Mistake #1. Failing to estimate how much you need to save. Contributing regularly to 401(k)s, IRAs and other retirement accounts is clearly an important step—indeed, the single most important—to preparing for retirement. But you also need to be able to gauge whether your savings regimen is working—that is, whether you’re saving enough to actually make progress toward a secure retirement. And, unfortunately, too many people fail to do that.
According to the recently released 2017 Employee Benefit Research Retirement Confidence Survey, nearly half of workers 55 and older haven’t attempted to calculate how much they’ll need to live a comfortable retirement. The percentages are even higher for younger workers. Almost 60% of 45- to 54-year-olds and nearly 70% of 25- to 34-year-olds haven’t done such a calculation.
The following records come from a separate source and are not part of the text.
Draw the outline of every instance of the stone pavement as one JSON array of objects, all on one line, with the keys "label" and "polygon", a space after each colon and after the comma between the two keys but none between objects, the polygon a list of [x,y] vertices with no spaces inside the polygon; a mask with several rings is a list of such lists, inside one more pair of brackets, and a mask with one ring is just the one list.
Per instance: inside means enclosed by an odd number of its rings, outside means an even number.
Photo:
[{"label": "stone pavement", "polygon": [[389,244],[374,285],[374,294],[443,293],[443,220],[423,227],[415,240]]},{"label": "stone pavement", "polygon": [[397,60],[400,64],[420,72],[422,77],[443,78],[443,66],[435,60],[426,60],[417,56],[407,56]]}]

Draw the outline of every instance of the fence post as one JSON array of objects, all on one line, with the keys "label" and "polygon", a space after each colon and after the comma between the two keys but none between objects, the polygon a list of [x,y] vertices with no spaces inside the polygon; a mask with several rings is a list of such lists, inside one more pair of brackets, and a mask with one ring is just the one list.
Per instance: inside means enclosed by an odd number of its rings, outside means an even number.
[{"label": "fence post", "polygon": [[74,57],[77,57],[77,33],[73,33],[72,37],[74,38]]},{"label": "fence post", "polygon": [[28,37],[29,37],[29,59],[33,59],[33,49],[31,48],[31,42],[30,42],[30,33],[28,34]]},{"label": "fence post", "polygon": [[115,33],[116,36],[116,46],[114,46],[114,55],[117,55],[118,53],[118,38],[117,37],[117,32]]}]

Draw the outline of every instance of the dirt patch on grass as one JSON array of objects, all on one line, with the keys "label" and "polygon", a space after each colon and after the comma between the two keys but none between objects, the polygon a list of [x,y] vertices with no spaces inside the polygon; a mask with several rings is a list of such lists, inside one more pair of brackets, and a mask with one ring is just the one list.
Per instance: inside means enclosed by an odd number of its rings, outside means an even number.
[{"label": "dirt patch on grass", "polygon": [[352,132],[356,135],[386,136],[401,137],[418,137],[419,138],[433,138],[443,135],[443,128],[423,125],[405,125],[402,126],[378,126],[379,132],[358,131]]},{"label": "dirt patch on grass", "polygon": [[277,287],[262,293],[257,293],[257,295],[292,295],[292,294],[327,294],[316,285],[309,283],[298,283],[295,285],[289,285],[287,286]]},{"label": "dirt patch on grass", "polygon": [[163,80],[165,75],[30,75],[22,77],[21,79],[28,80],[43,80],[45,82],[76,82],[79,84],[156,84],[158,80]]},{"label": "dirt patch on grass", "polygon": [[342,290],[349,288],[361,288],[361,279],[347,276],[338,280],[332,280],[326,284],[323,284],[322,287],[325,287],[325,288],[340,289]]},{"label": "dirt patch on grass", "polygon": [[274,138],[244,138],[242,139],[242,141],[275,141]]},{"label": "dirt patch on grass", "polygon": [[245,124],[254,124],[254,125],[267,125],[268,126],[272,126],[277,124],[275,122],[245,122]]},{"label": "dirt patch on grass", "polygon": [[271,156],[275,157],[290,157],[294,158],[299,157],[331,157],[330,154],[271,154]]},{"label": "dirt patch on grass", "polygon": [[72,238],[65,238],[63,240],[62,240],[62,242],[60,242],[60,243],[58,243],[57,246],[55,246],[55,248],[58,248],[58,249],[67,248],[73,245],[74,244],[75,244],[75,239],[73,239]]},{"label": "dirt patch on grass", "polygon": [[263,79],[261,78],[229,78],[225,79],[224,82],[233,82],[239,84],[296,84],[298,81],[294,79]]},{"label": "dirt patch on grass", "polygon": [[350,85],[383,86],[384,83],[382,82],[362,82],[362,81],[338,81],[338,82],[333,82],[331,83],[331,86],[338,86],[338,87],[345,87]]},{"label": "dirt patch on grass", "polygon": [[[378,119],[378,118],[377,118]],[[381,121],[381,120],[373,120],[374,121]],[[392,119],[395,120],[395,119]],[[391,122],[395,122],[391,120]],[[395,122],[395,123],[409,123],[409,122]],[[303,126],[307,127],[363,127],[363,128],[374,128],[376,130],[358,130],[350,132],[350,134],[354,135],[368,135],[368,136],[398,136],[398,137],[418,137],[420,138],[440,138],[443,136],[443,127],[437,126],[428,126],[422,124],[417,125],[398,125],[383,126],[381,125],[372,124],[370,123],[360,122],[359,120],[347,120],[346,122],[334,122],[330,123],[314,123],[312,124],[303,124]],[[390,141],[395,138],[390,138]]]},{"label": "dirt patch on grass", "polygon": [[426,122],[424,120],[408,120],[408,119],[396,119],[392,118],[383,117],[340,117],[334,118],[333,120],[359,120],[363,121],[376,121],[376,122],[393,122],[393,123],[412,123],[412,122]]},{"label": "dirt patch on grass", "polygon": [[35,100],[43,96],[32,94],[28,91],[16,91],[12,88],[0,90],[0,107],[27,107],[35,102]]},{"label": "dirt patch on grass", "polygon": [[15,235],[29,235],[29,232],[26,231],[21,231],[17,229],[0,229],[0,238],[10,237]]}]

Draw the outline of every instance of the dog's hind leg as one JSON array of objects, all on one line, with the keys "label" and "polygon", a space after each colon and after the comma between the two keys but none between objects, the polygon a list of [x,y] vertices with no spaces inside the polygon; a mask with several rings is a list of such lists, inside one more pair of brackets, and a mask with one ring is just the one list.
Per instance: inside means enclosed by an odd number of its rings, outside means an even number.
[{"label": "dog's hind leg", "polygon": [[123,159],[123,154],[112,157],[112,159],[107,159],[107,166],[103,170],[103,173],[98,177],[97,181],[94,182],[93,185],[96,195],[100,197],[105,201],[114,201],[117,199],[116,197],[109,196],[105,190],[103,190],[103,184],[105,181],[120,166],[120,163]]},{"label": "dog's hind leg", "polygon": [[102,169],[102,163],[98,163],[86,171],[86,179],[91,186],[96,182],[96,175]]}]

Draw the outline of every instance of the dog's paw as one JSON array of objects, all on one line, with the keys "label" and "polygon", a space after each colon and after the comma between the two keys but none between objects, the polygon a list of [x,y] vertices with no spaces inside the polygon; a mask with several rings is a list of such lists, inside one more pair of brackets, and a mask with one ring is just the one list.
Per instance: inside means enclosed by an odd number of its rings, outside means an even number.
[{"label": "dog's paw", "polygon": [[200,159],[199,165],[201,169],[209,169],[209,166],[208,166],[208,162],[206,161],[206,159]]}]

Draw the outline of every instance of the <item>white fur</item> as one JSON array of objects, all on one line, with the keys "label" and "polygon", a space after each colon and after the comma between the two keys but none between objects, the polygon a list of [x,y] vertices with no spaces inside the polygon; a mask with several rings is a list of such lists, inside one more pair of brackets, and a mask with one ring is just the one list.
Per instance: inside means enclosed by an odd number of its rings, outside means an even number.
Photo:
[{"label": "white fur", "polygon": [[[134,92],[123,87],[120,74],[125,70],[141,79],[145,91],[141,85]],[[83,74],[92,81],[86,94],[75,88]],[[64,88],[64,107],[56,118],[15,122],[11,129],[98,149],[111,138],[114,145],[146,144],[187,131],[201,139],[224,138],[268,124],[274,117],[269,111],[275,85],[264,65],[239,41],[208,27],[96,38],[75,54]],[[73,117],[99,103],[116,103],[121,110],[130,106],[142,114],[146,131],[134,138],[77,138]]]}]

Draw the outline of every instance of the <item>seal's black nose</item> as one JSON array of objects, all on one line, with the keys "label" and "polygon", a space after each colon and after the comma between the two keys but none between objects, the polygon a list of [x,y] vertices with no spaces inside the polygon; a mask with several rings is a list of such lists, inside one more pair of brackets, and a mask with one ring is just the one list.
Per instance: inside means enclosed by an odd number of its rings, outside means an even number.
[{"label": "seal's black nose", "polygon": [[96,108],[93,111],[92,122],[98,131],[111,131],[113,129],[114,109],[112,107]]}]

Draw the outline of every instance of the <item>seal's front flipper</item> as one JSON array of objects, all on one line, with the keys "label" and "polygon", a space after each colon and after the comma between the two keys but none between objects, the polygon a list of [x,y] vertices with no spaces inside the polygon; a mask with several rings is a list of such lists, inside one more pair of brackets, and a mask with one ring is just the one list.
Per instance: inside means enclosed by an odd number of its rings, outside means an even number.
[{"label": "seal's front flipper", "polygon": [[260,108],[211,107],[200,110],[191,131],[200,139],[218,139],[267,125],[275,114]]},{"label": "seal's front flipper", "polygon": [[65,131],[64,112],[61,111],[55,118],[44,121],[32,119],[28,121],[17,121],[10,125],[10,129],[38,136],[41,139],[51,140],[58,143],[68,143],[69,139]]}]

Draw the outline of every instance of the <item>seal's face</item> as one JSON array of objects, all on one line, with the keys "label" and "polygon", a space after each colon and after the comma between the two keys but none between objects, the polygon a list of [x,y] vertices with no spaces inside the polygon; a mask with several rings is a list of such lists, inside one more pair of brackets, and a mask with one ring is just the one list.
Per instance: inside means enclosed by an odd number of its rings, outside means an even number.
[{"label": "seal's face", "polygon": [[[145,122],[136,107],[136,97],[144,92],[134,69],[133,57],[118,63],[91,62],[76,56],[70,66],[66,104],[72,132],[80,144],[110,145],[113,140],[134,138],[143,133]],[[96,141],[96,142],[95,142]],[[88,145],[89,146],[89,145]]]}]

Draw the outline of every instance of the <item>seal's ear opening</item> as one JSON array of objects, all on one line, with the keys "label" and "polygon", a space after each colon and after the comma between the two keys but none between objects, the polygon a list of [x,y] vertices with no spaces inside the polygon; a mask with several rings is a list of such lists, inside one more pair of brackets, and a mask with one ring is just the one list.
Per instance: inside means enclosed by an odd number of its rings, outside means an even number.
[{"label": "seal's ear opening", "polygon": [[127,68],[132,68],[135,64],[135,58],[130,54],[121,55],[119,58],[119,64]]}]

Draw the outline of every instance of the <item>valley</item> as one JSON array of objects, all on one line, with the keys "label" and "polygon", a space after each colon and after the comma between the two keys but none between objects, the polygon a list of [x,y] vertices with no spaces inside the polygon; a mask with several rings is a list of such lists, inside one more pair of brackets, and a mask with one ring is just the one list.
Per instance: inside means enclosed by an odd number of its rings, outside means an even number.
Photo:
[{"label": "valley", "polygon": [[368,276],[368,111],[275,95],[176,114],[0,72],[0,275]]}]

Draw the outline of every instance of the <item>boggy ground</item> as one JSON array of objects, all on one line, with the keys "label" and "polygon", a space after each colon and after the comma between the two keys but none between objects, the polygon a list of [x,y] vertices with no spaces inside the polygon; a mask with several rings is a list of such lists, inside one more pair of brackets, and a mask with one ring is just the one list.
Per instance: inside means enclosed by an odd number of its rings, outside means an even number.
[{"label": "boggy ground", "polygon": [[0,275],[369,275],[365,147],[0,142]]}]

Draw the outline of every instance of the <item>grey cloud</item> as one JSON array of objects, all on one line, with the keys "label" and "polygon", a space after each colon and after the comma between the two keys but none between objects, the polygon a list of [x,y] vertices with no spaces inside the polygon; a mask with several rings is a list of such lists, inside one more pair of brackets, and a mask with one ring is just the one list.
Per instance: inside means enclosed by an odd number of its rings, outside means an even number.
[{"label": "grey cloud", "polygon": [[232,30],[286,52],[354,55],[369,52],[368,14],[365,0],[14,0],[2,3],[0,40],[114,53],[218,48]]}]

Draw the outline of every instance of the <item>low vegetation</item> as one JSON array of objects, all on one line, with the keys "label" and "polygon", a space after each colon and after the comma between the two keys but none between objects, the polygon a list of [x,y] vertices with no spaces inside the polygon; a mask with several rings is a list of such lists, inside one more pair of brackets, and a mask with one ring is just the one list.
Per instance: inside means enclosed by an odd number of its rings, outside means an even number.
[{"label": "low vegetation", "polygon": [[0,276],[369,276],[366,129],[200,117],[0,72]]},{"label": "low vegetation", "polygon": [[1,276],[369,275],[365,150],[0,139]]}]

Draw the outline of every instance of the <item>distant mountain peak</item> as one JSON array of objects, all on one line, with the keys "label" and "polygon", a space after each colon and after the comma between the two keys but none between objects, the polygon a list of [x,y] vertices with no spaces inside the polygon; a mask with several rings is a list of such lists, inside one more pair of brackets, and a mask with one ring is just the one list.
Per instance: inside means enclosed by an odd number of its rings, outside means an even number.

Fortunately, there are plenty of online tools that can help you determine whether you’re saving enough to stay on track. But rather than use a calculator that purports to arrive at “Your Number“—i.e., telling you you need a nest egg of exactly $1,255,420 or whatever—you’re better off with ones like T. Rowe Price’s Retirement Income Calculator and the Boston College Center For Retirement Research’s Target Your Retirement tool that focus on how much of your current income you’ll need to replace at retirement, and then help you estimate whether you’re on track to generate that income from a combination of Social Security payments, withdrawals from savings and other sources.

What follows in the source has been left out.